The aim of this work is to investigate the roles played by mutation and selection on duplication polymorphisms. We take advantage of the genetic model system composed by the sibling species
D. melanogaster and
D. simulans, which have been used extensively to conduct population and evolutionary genetic studies
[45]. While they share a recent common ancestor and are morphologically very similar, at an average of 4% DNA sequence divergence, they are sufficiently diverged to provide many evolutionary insights
[46]. Hence, the structural differences (and similarities) of their genomes can be leveraged to dissect the genomic features responsible for the variation in CNV density along the genome and elucidate the existence of duplication hotspots. For example, while the
D. melanogaster genome is rich in inversion polymorphisms these are rare in
D. simulans [47]. Similarly, the fraction of repetitive sequence is considerably larger in the
D. melanogaster genome
[46],
[48] and transposable elements are differentially distributed in the two species
[46]. Another useful distinction between the two species, and one that can be used to investigate the role of selection, is the difference in their effective population sizes.
D. simulans has a ten-fold larger effective population size than
D. melanogaster, which is predicted to translate into a greater effectiveness of selection in
D. simulans [49],
[50]. Thus this species is expected to be more efficient both at purging deleterious mutations and fixing those that are beneficial
[51]. The differences in population size and genome structure between
D. melanogaster and
D. simulans provide us with a powerful genetic model in which to study how mutation and selection processes shape patterns of copy number variation.

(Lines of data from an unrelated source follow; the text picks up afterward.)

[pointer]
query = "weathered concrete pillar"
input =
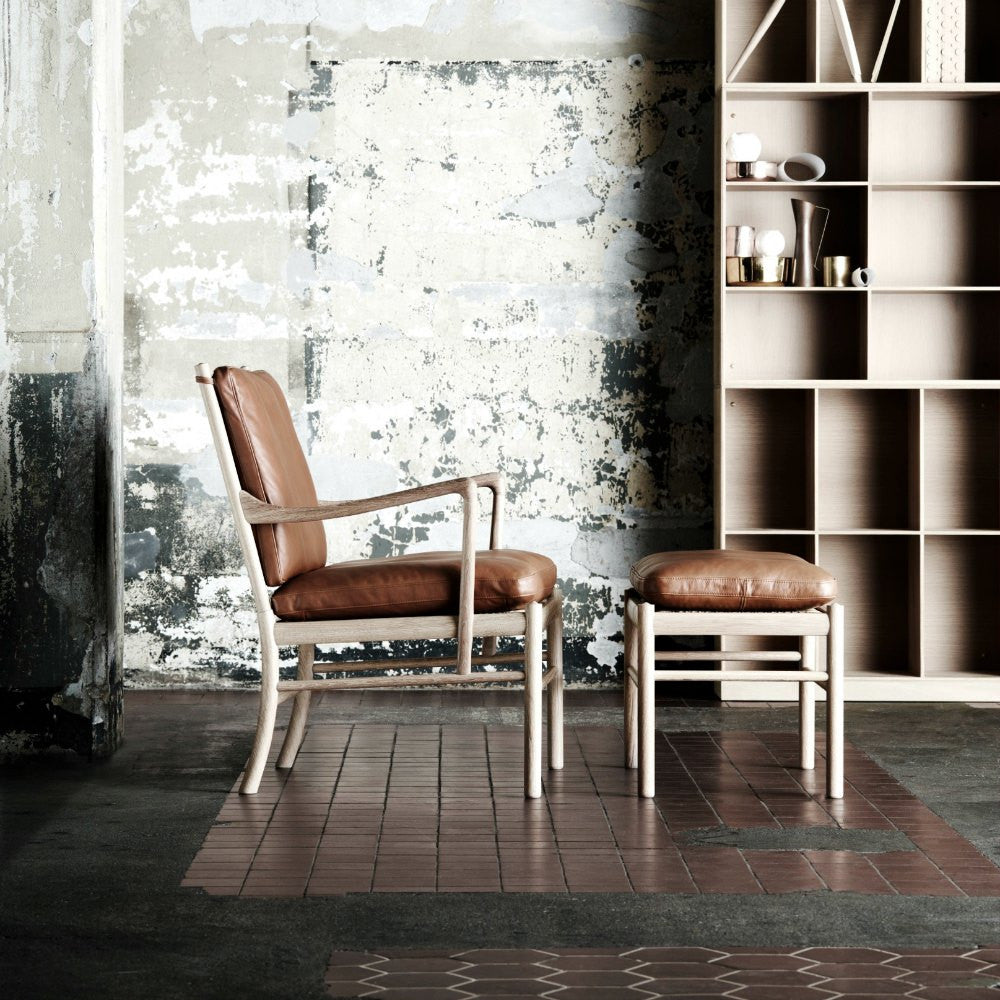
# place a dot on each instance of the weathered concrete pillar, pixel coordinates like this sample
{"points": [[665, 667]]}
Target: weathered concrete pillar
{"points": [[60, 376]]}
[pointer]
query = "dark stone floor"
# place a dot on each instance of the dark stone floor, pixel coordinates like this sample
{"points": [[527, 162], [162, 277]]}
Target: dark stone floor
{"points": [[91, 903]]}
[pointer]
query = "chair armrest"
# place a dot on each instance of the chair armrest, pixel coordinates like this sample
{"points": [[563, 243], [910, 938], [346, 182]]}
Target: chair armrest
{"points": [[258, 512]]}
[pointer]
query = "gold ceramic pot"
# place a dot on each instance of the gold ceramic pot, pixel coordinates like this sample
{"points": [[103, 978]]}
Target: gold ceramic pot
{"points": [[760, 270]]}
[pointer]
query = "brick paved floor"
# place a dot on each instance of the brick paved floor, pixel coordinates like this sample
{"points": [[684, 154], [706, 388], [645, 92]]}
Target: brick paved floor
{"points": [[678, 973], [429, 808]]}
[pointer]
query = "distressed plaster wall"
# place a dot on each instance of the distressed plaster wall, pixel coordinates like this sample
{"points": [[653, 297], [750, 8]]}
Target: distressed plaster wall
{"points": [[60, 247], [463, 235]]}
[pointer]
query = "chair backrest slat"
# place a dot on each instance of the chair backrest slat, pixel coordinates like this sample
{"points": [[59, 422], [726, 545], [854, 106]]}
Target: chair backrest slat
{"points": [[272, 467]]}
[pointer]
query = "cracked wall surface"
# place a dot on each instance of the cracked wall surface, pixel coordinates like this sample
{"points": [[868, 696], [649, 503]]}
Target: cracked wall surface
{"points": [[463, 235], [59, 680]]}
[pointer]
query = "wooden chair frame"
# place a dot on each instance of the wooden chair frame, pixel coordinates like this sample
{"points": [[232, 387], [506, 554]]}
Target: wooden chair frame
{"points": [[535, 621], [643, 623]]}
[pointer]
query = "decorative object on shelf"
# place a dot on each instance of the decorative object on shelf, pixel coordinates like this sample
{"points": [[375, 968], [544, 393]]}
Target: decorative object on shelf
{"points": [[756, 37], [846, 38], [758, 170], [745, 146], [814, 164], [884, 47], [862, 277], [943, 31], [771, 271], [740, 241], [836, 272], [770, 243], [810, 227]]}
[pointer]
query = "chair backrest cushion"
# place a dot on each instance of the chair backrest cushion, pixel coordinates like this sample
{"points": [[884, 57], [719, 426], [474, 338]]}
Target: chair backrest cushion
{"points": [[271, 467]]}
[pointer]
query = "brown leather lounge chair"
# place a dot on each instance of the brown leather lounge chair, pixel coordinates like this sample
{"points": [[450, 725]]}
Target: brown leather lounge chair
{"points": [[430, 595]]}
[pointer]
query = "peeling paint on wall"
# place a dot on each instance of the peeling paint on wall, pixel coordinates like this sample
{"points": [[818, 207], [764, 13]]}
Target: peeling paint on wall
{"points": [[450, 265], [58, 676]]}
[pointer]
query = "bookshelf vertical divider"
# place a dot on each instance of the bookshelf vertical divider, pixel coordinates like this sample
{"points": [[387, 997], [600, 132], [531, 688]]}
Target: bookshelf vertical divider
{"points": [[860, 428]]}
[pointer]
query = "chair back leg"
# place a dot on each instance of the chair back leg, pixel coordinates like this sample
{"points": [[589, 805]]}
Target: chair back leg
{"points": [[835, 703], [807, 706], [554, 695], [533, 701], [647, 707], [629, 667], [300, 710], [266, 714]]}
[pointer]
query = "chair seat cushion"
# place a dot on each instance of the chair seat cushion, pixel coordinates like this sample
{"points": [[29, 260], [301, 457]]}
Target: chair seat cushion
{"points": [[424, 583], [726, 580]]}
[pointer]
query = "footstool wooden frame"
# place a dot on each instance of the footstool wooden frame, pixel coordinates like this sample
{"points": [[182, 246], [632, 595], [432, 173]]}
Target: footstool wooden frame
{"points": [[643, 623]]}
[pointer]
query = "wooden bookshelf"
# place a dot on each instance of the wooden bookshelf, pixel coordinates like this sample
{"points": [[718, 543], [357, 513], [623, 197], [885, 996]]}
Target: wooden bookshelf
{"points": [[860, 428]]}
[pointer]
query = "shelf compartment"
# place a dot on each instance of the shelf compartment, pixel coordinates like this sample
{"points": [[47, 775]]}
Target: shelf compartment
{"points": [[801, 544], [934, 336], [982, 29], [833, 127], [867, 461], [810, 337], [877, 578], [782, 55], [961, 627], [772, 209], [929, 139], [869, 19], [768, 456], [936, 238], [961, 459]]}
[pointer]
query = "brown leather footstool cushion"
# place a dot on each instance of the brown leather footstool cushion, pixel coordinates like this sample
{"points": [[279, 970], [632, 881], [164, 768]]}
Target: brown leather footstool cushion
{"points": [[727, 580], [420, 583]]}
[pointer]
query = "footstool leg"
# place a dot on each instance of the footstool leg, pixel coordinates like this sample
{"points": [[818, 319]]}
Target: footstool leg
{"points": [[631, 690], [807, 706], [647, 708], [835, 704]]}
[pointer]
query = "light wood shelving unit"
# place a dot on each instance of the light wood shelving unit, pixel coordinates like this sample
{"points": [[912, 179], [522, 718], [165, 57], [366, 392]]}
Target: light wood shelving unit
{"points": [[860, 428]]}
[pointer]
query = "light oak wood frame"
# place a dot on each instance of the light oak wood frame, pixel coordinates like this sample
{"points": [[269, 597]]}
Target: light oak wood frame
{"points": [[797, 370], [540, 623], [643, 623]]}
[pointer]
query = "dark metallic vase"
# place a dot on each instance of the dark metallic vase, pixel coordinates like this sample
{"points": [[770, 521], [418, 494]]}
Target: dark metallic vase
{"points": [[810, 225]]}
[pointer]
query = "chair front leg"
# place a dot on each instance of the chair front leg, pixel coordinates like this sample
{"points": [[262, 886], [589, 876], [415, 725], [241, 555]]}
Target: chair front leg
{"points": [[631, 692], [807, 706], [300, 710], [554, 696], [533, 701], [266, 714], [835, 703], [647, 706]]}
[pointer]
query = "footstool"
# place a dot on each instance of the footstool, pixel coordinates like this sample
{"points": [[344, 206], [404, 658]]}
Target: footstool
{"points": [[730, 593]]}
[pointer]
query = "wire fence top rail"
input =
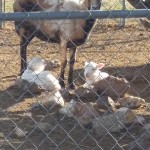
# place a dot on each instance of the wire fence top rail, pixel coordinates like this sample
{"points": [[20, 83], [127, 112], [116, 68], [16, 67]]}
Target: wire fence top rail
{"points": [[94, 14]]}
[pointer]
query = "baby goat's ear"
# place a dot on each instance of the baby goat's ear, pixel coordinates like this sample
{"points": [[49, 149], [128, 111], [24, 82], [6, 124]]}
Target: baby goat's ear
{"points": [[100, 65], [85, 64]]}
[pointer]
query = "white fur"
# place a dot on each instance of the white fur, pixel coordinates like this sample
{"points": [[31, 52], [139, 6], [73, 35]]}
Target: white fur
{"points": [[55, 98], [35, 73], [92, 73]]}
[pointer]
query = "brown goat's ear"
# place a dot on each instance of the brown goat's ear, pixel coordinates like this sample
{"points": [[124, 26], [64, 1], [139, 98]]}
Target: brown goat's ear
{"points": [[100, 65]]}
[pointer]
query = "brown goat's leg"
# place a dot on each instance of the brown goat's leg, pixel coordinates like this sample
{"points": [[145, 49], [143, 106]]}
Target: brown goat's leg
{"points": [[25, 40], [63, 59], [72, 53]]}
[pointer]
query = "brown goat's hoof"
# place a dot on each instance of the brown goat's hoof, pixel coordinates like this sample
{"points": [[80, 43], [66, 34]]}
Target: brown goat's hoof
{"points": [[72, 86]]}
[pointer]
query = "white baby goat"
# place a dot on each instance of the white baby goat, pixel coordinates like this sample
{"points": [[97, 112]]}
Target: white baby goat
{"points": [[92, 73], [35, 73]]}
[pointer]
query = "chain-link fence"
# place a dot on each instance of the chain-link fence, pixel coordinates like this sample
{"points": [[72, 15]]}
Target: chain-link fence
{"points": [[40, 106]]}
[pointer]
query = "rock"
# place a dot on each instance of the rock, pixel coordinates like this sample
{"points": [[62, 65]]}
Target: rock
{"points": [[139, 120], [113, 122], [50, 101], [65, 93], [20, 132], [85, 93], [83, 112], [28, 87], [68, 109], [112, 86], [131, 102], [52, 64], [44, 126]]}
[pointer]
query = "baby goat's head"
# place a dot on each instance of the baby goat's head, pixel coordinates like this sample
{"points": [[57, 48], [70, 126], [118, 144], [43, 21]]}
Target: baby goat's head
{"points": [[37, 64], [91, 68]]}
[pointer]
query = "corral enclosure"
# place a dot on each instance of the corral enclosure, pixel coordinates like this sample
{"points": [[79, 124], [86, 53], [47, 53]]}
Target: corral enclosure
{"points": [[125, 51]]}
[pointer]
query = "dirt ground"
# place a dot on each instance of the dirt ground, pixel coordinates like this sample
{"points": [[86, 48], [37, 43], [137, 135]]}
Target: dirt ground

Duplication and deletion polymorphisms have previously been surveyed in 15 lines of
D. melanogaster using tiling microarrays
[36]. Here, we use the same approach to identify and characterize duplication polymorphisms in 14 lines of
D. simulans. By integrating this new dataset of duplications in
D. simulans with the previous dataset of duplications in
D. melanogaster, we identified duplication hotspots shared between the two species. Significantly, we found that these hotspots are not associated with segmental duplications or transposable elements but are instead associated with regions of the genome that are late-replicating. We also show a higher effectiveness of selection acting on
D. simulans duplications than on
D. melanogaster duplications, and suggest an important role for positive selection in driving a sizeable fraction of
D. simulans duplications to fixation.